UK Health & Safety Executive view on the Bhopal Gas Tragedy

UK Health & Safety Executive, May 6, 2006
Accident summary
In the early hours of 3 December 1984 a relief valve on a storage tank containing highly toxic methyl isocyanate (MIC) lifted. A cloud of MIC gas was released which drifted onto nearby housing.
Prior to this, at 23.00 hrs on 2 December, an operator noticed the pressure inside the storage tank to be higher than normal but not outside the working pressure of the tank. At the same time a MIC leak was reported near the vent gas scrubber (VGS). At 00.15hrs a MIC release in the process area was reported. The pressure inside the storage tank was rising rapidly so the operator went outside to the tank. Rumbling sounds were heard from the tank and a screeching noise from the safety valve. Radiated heat could also be felt from the tank.

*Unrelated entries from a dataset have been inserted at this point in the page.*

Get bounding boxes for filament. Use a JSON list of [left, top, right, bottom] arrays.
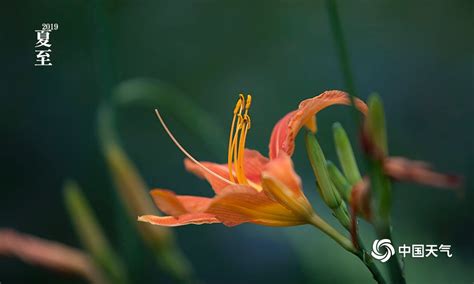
[[155, 109, 235, 185]]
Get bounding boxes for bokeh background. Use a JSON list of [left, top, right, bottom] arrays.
[[0, 0, 474, 284]]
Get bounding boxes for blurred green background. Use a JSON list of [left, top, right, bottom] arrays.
[[0, 0, 474, 284]]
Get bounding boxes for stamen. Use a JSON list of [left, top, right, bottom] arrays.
[[227, 94, 252, 184], [227, 94, 245, 182], [155, 109, 235, 185]]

Attempts were made to switch on the Vent Gas Scrubber but this was not in operational mode.
Approximately 2,000 people died within a short period and tens of thousands were injured, overwhelming the emergency services. This was further compounded by the fact that the hospitals were unaware as to which gas was involved or what its effects were. The exact numbers of dead and injured are uncertain, as people have continued to die of the effects over a period of years.
The severity of this accident makes it the worst recorded within the chemical industry.
Failings in technical measures
* The flare system was a critical element within the plant’s protection system. However, this fact was not recognised as it was out of commission for some three months prior to the accident.
* Plant Modification / Change Procedures: HAZOP, identification of safety critical elements
* Hazards associated with runaway reactions in a chemical reactor are generally understood. However, such an occurrence within a storage tank had received little research.
* Reaction / Product Testing: laboratory testing
* The ingress of water caused an exothermic reaction with the process fluid. The exact point of ingress is uncertain though poor modification/maintenance practices may have contributed.
* Design Codes – Plant: ingress of unwanted material
* Maintenance Procedures: training and competence levels
* Plant Modification / Change Procedures: HAZOP
* The decommissioning of the refrigeration system was one plant modification that contributed to the accident. Without this system the temperature within the tank was higher than the design temperature of 0°C.
* Plant Modification / Change Procedures: HAZOP, decommissioning procedures
* The emergency response from the company to the incident and from the local authority suggests that the emergency plan was ineffective. During the emergency operators hesitated when to use the siren system. No information was available regarding the hazardous nature of MIC and what medical actions should be taken.
* Emergency Response / Spill Control: site emergency plan, emergency operating procedures/training
References
FP Lees, ‘Loss prevention in the process industries – Hazard identification, assessment and control’, Volume 3, Appendix 5, Butterworth Heinemann, ISBN 0 7506 1547 8, 1996.